Pourquoi la trésorerie d’entreprise regarde la crypto sans rougir
La trésorerie, ce n’est pas un coffre-fort. C’est une plomberie. Les grands groupes jonglent entre paiements, délais bancaires, devises, garanties et liquidité immobilisée. Quand Long parle d’un basculement, elle vise un usage précis : tokenisation, digital asset treasuries, instruments programmables, pas seulement acheter du coin et prier.
La crypto s’est institutionnalisée à coups de rails et de produits financiers.
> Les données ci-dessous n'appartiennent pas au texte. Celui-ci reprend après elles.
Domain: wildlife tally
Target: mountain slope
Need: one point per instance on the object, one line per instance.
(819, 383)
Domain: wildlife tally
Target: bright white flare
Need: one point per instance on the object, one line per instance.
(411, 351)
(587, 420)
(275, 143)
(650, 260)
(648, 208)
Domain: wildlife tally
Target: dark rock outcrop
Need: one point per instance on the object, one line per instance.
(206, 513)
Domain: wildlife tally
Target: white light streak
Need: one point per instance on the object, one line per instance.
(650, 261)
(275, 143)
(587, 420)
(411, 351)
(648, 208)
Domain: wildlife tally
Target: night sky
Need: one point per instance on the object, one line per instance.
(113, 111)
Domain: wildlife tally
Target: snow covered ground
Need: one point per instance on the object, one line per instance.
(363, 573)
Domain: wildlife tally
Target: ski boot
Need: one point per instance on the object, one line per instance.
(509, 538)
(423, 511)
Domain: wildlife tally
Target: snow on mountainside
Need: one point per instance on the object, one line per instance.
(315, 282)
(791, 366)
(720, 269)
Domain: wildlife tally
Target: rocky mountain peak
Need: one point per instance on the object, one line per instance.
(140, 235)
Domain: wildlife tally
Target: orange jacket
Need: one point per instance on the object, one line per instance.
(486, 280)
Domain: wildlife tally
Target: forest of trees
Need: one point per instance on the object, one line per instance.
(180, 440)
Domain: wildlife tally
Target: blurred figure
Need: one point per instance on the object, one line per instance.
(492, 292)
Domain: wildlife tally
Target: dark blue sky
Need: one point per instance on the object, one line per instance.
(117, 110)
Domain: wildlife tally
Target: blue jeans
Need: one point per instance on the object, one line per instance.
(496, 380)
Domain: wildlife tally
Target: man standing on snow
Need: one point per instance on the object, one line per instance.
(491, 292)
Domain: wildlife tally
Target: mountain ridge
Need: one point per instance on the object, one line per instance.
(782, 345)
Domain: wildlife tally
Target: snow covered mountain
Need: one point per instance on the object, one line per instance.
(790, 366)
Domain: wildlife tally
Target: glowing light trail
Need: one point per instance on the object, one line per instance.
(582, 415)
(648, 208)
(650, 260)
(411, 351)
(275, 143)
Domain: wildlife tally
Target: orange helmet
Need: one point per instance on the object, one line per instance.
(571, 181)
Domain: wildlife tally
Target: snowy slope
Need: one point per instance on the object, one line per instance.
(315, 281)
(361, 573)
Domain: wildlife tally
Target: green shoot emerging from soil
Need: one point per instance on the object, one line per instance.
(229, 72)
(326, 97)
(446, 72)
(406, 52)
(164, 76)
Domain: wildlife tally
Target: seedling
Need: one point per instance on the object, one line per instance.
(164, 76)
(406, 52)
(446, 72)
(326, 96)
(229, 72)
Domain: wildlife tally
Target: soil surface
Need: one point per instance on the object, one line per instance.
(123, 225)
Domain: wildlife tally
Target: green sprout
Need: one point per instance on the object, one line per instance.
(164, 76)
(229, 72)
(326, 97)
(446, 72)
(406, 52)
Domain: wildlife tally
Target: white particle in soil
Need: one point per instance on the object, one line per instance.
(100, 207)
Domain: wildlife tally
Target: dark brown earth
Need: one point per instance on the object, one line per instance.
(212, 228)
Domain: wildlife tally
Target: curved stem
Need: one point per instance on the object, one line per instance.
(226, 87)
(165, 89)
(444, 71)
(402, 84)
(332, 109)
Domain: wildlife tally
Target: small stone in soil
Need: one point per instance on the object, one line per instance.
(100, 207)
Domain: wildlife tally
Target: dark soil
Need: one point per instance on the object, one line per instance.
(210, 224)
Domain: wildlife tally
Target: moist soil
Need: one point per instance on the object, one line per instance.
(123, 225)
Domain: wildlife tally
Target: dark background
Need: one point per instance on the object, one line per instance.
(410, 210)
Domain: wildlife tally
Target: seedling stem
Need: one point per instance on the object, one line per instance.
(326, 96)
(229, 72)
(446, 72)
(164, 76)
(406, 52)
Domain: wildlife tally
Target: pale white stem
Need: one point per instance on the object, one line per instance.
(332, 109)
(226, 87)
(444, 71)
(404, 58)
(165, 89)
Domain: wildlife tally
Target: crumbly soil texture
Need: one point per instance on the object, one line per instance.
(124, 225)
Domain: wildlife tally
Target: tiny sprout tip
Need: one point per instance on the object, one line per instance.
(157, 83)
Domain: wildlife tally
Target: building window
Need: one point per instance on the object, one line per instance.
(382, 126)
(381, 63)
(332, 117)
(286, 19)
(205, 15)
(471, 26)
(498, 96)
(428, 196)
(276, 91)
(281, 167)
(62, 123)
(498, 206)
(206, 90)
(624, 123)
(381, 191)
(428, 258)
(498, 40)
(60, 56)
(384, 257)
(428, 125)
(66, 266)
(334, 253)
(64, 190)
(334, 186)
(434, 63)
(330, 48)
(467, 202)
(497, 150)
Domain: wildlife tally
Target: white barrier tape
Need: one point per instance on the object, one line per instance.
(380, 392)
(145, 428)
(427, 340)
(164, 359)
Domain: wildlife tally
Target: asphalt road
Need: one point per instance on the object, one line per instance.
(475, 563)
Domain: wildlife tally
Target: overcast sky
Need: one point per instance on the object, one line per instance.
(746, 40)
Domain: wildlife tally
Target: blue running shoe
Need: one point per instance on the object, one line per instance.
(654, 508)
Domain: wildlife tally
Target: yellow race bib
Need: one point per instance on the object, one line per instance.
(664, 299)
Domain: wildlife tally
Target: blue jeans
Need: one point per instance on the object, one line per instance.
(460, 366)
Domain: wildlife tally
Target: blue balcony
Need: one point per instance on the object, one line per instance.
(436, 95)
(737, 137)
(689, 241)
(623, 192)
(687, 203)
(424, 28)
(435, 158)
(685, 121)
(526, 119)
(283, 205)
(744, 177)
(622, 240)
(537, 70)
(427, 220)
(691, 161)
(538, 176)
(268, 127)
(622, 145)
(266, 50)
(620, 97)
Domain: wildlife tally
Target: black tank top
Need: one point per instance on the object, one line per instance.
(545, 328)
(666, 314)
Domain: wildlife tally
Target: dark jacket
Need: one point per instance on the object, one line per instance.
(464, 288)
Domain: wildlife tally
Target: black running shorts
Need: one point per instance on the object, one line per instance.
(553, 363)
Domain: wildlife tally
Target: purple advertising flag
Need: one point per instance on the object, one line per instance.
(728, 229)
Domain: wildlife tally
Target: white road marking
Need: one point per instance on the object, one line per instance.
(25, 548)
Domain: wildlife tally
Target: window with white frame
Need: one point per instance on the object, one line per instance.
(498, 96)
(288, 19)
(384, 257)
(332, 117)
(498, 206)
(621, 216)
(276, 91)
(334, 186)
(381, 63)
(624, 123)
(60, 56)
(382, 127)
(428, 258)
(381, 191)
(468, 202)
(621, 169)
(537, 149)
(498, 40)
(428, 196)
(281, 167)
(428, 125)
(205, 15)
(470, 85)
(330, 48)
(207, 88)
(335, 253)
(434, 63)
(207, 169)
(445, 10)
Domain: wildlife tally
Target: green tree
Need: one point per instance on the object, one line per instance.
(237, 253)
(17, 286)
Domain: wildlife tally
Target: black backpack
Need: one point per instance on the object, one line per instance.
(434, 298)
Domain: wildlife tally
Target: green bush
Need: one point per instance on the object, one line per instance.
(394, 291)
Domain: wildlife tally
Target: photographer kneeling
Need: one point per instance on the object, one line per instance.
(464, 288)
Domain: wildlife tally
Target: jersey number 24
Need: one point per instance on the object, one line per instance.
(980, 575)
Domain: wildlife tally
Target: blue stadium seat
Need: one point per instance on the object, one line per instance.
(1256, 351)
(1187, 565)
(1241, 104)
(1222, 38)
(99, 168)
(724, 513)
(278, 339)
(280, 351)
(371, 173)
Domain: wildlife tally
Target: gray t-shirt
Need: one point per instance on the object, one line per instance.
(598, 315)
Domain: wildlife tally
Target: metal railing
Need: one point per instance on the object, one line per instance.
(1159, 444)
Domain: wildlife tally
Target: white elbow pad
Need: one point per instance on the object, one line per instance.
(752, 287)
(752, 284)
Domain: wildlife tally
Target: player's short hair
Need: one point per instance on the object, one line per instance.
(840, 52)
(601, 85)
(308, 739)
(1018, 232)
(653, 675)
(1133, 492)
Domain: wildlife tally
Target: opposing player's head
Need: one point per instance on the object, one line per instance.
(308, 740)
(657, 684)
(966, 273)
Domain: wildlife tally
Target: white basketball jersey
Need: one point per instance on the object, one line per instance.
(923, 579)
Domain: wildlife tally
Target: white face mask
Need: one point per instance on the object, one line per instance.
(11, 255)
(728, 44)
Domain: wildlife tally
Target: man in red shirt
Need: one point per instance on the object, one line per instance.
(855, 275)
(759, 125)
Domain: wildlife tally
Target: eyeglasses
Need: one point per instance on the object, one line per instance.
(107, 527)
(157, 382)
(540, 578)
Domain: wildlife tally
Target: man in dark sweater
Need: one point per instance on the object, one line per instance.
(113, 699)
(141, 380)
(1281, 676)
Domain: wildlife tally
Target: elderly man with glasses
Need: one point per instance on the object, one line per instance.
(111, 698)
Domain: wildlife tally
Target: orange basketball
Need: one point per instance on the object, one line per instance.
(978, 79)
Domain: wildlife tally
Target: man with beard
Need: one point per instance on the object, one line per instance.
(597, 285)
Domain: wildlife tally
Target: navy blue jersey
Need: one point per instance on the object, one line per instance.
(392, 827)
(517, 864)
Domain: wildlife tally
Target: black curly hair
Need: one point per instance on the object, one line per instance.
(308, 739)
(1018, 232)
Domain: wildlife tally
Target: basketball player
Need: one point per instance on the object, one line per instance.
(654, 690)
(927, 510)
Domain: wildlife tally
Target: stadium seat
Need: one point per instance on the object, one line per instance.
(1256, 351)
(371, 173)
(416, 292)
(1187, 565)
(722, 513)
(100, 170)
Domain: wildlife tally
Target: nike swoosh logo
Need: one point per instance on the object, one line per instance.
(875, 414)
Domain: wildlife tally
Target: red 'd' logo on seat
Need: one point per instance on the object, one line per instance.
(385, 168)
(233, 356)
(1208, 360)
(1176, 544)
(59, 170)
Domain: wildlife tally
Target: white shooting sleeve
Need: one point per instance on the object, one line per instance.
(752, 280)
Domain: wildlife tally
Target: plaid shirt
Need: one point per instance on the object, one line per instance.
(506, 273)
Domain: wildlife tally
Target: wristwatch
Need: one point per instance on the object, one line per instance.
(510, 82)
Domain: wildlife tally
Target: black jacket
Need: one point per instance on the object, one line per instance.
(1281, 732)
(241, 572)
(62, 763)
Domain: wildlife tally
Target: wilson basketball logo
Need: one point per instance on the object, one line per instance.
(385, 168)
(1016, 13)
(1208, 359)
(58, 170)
Même les signaux de marché comptent : les ETF Bitcoin qui attirent à nouveau des flux rassurent les comités. Et au-dessus de la courbe des prix, il y a la courbe politique.
Aux États-Unis, le Sénat remet sur la table une loi sur la structure du marché crypto, avec l’idée de clarifier enfin qui régule quoi et de donner un cadre plus lisible aux entreprises. Dans ce contexte, quand une semaine affiche 1,42 milliard de dollars d’entrées nettes, le message devient limpide : ce n’est plus un club de niche.
La trésorerie d’entreprise crypto répond à une logique très corporate : réduire la friction. Moins d’intermédiaires, moins d’attente et moins de liquidités immobilisées en transit. Et dans un monde obsédé par le cash-flow, un euro ou un dollar qui circule plus vite vaut parfois plus qu’un euro simplement présent sur le papier.
Dans le même temps, le cadre réglementaire se clarifie à mesure que la structure du marché crypto entre en phase finale. Pour beaucoup de directions financières, c’est un signal pragmatique : moins d’incertitude juridique, plus d’espace pour intégrer la crypto comme un outil de gestion, pas comme un pari.
Stablecoins : le vrai cheval de Troie, pas le tweet qui fait du bruit
Long insiste sur les stablecoins, et ce n’est pas un hasard. Dans une entreprise, la volatilité fait peur. Le stablecoin, lui, parle la langue des CFO : règlement rapide, visibilité, automatisation et surtout continuité avec le dollar. L’idée n’est pas de remplacer les banques du jour au lendemain, mais de brancher une nouvelle couche sur les flux existants.
Aux États-Unis, le GENIUS Act a posé un cadre fédéral pour les stablecoins de paiement, avec des exigences et de la supervision, bref du compliance friendly. Ce n’est pas glamour, mais c’est exactement ce que veulent les grandes boîtes : du clair, du carré, du défendable en audit.
Long évoque l’idée qu’une partie du fonds de roulement reste inaccessible ou inefficace à cause des délais et des circuits. Même si les chiffres varient selon les sources et les périmètres, le diagnostic est solide : la liquidité coûte cher quand elle est lente. Dans ce contexte, les stablecoins deviennent moins une alternative crypto qu’un outil de gestion du temps, déguisé en finance.
Le scénario à 1 000 milliards : opportunité, oui, mais pas sans pièges
Si ce trillion arrive, il ne tombera pas du ciel. Il passera par des décisions très terrestres : politique de risque, choix des actifs, gouvernance, garde, reporting et compatibilité comptable. Une trésorerie d’entreprise crypto ne peut pas se permettre une improvisation startup. Elle doit documenter, tracer, contrôler et survivre à un comité d’audit de mauvaise humeur.
Adopter la blockchain ne veut pas dire tout mettre onchain. Beaucoup d’entreprises chercheront un compromis : un peu de stablecoins pour les paiements, un peu d’actifs tokenisés, parfois une exposition plus directionnelle et beaucoup de procédures. Long évoque une blockchain au centre de la finance moderne. En pratique, ce centre sera probablement hybride, avec des ponts vers le monde bancaire, pas une rupture totale.